One of those victims - found at the Superdome - appears to have been killed elsewhere before being brought to the stadium, said Bob Johannessen, the agency spokesman.

"It was a chaotic time for the city. Now that we've had a chance to reflect back on that situation, we're able to say right now that things were not the way they appeared," said police Capt. Marlon Defillo.


Well I, for one, am not sure it was a matter of how it "appeared" as much as how it was "portrayed" by the media. The media created this myth of barbarism out of whole cloth. I say it that boldly because they were there. No one on earth was in a better position to get this right and they got it exactly wrong. And they got it wrong on purpose. Rape and murder sells, evidently. Brian Williams fleeing for his life from "hell on earth" New Orleans, sells.

Now, I'm not saying that reporters didn't get bad information, but it is their job to fact check all the time. You don't get to skip it if it would interfere with really good copy.

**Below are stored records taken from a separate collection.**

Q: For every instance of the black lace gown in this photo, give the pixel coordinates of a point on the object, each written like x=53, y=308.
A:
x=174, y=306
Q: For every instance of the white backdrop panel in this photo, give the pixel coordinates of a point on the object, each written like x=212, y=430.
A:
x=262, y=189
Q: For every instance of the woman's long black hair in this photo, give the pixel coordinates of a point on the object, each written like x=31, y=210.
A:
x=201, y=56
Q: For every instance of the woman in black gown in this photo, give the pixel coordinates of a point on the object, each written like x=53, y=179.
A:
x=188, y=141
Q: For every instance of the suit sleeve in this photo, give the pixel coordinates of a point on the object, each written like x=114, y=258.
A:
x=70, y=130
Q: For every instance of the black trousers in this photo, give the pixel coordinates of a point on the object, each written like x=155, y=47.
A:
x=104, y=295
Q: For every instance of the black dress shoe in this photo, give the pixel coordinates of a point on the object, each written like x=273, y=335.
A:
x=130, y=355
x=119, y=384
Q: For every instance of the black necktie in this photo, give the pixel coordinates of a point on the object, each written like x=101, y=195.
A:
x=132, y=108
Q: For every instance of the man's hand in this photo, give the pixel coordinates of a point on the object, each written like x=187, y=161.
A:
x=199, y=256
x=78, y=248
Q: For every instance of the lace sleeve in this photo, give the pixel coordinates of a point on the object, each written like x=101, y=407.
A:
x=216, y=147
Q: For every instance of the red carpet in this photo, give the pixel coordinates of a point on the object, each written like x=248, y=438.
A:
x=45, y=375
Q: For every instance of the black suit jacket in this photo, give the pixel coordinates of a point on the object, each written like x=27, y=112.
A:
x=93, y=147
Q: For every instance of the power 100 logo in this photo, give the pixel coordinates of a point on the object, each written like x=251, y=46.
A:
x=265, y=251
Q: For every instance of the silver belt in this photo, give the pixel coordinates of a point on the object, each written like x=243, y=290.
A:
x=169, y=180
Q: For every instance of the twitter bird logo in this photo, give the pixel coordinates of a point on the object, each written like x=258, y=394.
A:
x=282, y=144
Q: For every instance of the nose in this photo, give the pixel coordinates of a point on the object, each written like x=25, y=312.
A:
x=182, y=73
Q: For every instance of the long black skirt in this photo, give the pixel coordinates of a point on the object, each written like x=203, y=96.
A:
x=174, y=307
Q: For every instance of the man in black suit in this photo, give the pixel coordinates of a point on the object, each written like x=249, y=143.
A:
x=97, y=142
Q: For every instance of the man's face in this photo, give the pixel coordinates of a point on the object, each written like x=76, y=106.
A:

A week after the floodwaters poured into the city, The Times-Picayune of New Orleans quoted an Arkansas National Guardsman as saying that soldiers had discovered 30 to 40 bodies inside a freezer in the convention center's food area. Guardsman Mikel Brooks told the newspaper that some of the dead appeared to have met violent ends, including "a 7-year-old with her throat cut."

When the convention center was swept, however, no such pile of bodies was found.

Lt. Col. John Edwards, the staff judge advocate for the 39th Infantry Brigade of the Arkansas National Guard, said Tuesday that Brooks told the Times-Picayune reporter only that he had heard rumors of bodies in the freezer, not that he had actually seen them.

"We have never found anybody who has any first-hand knowledge of dozens of bodies in the refrigerator," Edwards said.


Frankly, the whole thing smacks of racism. The media all to readily accepted as fact that poor African Americans would descend into a violent, brutish, Hobbesian state at the drop of a hat. Lots of Americans bought that story too, hook, line and sinker. It helps the bottom line better than hearing that,

"For the amount of the people in the situation, it was a very stable environment."